NAKBA NLP 2026: Arabic Manuscript Understanding Shared Task
Apply to Task · Subtask 1 CodaBench · Subtask 2 CodaBench · Baseline GitHub · Baseline HuggingFace · Contact Us
Introduction
Automated understanding of Arabic manuscripts is a cornerstone for opening up historical archives, personal memoirs, and cultural heritage collections to large-scale search, analysis, and digital humanities research. Yet, robust OCR and transcription for Arabic manuscripts remain challenging due to handwritten variation, page degradation, complex layouts, and the rich morphology of the Arabic language.
This shared task advances research on Arabic manuscript OCR and transcription by providing an open, curated benchmark of high-resolution manuscript page images paired with expert-verified line-level transcriptions. Participants will receive a dataset from the Omar Al-Saleh Memoir Collection, spanning 16 documents from 1951 to 1965, with approximately 1,597,025 words, 50,685 sentences, 50,672 paragraphs, and an estimated 6,395 pages.
Teams will compete in two complementary tracks:
- Transcription Track that enriches the corpus with high-quality manual transcriptions for unseen pages
- Systems Track that develops and evaluates automatic transcription models for Arabic manuscripts
The task encourages collaboration between digital humanities, manuscript studies, and Arabic NLP, and aims to release methods, results, and datasets openly in support of sustainable progress in Arabic manuscript OCR.
Subtask 1: Transcription Track (Manual Ground Truth Enrichment)
Objective
This subtask focuses on creating expert-quality, line-by-line transcriptions for a subset of manuscript pages that are not yet fully transcribed. The goal is to enrich the benchmark with reliable ground truth that can be used to train and evaluate OCR/HTR (Handwritten Text Recognition) systems for Arabic manuscripts.
Dataset
Participating teams will be provided with high-resolution page images sampled from the Omar Al-Saleh memoir collection. The full collection comprises 16 documents covering the years 1951–1965, with an estimated 6,395 pages, 1,597,025 words, 50,685 sentences, and 50,672 paragraphs.
For Subtask 1, each team will receive:
- One assigned batch (mandatory): A batch folder containing ~500 line images that must be transcribed
- Access to additional batches (bonus): Teams who wish to contribute more transcriptions may request access to additional batches beyond their assigned one
Each batch folder contains:
images/folder with cropped line images requiring transcriptionannotations.csvtemplate file to be filled with transcriptions
Additionally, the full unannotated dataset with complete page images will be provided, allowing participants to view the full page context when transcribing individual lines. The source_image column in the CSV references which full page each line comes from.
Detailed guidelines and examples (including complex lines and corner cases)
Transcription Requirements
- Transcriptions must be manual and line-aligned (one text line per image filename)
- Participants should follow the provided orthographic conventions (e.g., normalization rules, punctuation handling)

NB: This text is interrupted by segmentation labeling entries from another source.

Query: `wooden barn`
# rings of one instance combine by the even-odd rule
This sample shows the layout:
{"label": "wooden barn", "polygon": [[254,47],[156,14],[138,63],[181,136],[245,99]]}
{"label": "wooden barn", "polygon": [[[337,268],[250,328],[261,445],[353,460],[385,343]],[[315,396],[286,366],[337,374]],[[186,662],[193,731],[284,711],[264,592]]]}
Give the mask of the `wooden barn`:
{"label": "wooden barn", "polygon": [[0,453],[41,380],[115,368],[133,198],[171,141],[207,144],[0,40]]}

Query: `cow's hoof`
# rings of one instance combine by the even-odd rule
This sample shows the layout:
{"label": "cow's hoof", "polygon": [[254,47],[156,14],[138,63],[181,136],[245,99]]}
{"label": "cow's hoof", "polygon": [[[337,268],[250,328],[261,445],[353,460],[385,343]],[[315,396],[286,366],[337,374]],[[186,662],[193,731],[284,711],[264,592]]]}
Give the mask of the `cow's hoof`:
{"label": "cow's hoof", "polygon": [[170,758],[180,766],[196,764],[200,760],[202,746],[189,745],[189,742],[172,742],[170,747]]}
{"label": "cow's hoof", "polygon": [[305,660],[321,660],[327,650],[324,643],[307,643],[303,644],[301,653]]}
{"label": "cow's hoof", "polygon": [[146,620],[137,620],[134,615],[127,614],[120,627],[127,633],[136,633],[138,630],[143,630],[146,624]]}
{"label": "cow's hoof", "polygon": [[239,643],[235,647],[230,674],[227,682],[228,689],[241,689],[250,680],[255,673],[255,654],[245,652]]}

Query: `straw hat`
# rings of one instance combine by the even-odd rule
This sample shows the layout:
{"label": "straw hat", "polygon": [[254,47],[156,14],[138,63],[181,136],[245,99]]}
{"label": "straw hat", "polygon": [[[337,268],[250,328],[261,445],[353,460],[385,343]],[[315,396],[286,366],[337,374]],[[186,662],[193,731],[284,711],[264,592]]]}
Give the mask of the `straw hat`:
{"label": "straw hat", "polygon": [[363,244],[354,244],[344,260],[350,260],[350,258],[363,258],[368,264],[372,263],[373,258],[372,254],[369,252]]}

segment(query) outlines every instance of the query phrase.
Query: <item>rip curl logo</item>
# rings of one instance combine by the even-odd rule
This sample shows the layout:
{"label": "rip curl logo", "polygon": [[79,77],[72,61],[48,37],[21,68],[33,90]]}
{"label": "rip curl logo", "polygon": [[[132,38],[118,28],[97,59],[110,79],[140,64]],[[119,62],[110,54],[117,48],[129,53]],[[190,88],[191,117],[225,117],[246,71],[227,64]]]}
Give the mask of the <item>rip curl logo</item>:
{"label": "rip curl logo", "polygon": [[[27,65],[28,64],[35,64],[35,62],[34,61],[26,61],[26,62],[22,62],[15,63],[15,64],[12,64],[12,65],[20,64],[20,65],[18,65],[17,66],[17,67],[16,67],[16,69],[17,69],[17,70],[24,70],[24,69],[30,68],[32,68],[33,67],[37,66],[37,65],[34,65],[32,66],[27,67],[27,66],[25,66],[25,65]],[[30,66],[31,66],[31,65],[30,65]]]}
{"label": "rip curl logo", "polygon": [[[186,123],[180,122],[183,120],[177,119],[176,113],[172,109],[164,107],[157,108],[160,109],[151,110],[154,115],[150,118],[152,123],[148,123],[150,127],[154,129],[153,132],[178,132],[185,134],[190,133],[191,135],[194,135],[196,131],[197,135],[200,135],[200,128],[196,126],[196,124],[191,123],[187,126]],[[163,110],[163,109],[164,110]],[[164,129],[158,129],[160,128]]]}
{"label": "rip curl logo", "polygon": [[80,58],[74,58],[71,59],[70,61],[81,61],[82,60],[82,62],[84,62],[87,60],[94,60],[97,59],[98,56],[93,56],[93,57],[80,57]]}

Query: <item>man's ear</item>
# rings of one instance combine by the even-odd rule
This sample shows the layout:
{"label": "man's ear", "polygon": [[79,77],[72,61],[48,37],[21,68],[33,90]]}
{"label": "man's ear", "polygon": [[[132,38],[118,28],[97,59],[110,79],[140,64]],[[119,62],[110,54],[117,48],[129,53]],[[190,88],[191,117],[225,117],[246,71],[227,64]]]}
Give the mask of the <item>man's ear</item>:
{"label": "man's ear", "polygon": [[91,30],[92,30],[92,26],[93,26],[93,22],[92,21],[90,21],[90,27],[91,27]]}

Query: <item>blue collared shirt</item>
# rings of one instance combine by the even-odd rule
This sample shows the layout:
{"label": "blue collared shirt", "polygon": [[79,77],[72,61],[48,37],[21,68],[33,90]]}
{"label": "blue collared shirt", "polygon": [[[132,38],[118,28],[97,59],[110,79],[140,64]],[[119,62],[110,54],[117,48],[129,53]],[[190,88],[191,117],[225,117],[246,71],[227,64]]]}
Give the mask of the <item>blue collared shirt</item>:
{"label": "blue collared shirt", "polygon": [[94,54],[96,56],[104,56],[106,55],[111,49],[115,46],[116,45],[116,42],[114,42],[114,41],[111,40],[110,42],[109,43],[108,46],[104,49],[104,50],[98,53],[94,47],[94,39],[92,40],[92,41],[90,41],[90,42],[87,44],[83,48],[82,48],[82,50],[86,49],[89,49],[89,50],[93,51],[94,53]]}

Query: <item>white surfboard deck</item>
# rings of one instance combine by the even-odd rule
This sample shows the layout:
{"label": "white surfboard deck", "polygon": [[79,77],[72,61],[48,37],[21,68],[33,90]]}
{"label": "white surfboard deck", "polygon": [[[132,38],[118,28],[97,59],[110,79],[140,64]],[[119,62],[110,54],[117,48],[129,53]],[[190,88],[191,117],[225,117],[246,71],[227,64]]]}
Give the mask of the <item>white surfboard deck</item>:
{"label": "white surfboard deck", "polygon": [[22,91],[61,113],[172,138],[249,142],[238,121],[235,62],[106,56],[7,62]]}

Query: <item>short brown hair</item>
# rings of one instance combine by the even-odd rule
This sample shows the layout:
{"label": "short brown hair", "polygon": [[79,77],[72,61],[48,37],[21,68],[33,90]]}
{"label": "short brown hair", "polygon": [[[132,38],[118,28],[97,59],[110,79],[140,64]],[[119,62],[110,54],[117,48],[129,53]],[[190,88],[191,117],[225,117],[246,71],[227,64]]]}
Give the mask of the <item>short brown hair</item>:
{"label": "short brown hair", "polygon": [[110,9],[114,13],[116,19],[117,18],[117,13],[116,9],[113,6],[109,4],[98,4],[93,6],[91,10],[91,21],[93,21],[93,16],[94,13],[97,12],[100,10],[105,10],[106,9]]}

- No generative AI tools may be used to automatically generate or “correct” transcriptions, fully or partially, directly or indirectly
- Ambiguities (unclear characters, damaged areas) should be handled according to the authors’ own guidelines and should be fully described in their system paper
Submission Format
Participants will receive an annotations.csv template with the following columns:
- filename: Image filename (e.g.,
1960_p149_l0055.png) - text: Transcription (empty in template – participants fill this)
- source_image: Reference to the full page image for context (e.g.,
1b363a3319eb499aab16e5460d6115ed-0149.jpg) - year: Document year (e.g.,
1960,1953a) - page: Page number
- line: Line number
To submit: Fill in the text column with your manual transcription for each line, then upload the completed CSV to CodaBench.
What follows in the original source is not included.